Per-worker deep metrics (CPU/RAM/disk/network time-series, connection history) live under Organization → Workers → Metrics (GET /api/v1/orgs/{org}/workers/{worker_id}/metrics).
Visibility¶
Data is masked to the caller's scope:
- Superusers see every organization and all worker/infrastructure detail.
- Members see their organizations (plus public orgs) in full; cross-org infrastructure is anonymized (counts only, no foreign identities).

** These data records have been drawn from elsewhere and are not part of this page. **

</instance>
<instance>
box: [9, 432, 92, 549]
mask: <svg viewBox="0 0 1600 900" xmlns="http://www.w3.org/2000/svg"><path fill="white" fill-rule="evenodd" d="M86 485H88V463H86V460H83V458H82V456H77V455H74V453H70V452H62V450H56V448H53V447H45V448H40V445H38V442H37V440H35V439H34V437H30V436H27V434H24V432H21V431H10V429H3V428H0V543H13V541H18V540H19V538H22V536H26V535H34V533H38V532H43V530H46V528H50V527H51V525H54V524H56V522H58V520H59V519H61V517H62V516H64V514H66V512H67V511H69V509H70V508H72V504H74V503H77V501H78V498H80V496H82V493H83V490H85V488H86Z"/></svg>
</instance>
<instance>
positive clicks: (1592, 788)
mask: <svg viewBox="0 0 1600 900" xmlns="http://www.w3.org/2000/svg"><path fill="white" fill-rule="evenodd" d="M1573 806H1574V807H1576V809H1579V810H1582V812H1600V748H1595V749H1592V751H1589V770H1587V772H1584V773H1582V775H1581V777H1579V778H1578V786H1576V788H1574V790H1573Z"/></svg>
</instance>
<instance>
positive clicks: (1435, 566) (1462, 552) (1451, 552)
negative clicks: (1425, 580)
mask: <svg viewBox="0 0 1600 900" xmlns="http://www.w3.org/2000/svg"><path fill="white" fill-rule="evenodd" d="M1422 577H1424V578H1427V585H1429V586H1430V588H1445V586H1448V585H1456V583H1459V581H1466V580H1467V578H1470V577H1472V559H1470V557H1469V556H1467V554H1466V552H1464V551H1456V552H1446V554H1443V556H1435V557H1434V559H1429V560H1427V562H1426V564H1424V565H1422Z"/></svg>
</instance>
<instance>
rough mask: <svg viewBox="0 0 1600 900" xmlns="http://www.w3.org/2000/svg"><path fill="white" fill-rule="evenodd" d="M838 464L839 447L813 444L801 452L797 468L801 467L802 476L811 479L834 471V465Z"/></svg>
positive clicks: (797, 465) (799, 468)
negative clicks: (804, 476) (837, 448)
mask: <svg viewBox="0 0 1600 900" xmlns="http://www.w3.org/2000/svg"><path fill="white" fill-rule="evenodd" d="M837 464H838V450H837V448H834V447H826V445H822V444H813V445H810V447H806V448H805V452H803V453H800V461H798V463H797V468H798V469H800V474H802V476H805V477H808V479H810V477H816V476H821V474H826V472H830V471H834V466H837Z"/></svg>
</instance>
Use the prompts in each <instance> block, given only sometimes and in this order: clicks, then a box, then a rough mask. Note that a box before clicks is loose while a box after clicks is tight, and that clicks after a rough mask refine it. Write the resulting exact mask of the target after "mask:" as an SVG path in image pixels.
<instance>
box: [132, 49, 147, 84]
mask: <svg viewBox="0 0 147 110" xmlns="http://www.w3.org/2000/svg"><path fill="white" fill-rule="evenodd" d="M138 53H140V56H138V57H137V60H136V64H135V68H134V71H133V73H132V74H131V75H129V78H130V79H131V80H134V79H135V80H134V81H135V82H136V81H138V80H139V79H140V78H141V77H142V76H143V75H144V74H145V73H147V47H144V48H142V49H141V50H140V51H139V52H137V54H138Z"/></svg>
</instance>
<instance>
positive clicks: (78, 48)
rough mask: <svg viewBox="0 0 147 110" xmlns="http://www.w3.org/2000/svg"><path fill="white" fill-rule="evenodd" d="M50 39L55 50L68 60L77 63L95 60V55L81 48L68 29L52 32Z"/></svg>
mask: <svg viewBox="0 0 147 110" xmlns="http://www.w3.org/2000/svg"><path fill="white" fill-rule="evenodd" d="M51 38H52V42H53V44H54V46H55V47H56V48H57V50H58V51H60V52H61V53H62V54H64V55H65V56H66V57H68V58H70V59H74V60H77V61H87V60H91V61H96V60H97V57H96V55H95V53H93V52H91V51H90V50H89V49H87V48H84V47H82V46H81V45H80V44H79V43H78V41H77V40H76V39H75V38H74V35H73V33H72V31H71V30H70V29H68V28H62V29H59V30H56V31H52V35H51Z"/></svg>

- Anonymous callers see public-org aggregates only.
Data sources¶
The board reads from dedicated tables populated as the scheduler runs:
dispatched_job- one row per dispatch with the winning score, per-rule breakdown, and job/worker context (the scoring-debug substrate).phase_event+ per-phase timestamp columns onbuild/evaluation- accurate phase timing. The build lifecycle iscreated_at → queued_at → ready_at → dispatched_at → build_started_at → build_finished_at, wherequeued_at→ready_atis dependency wait (deps.wait_ms) andready_at→dispatched_atis queue wait excluding dependency wait (dispatch.wait_ms).worker_connection/worker_sample- worker sessions and a periodic live-metric time-series.derivation_metric- per-build resource usage captured by the worker from the build's cgroup (peak RAM, CPU time, disk read/write, OOM) plus a host network peak; powers the Expensive Jobs resource tabs. Requires cgroup metrics enabled on the worker.metric_rollup- time-bucketed aggregates (minute → hour → day → week) produced by a background aggregator, queried viaGET /api/v1/metrics/query(catalog atGET /api/v1/metrics/catalog).
Retention and aggregation intervals are configurable - see Configuration.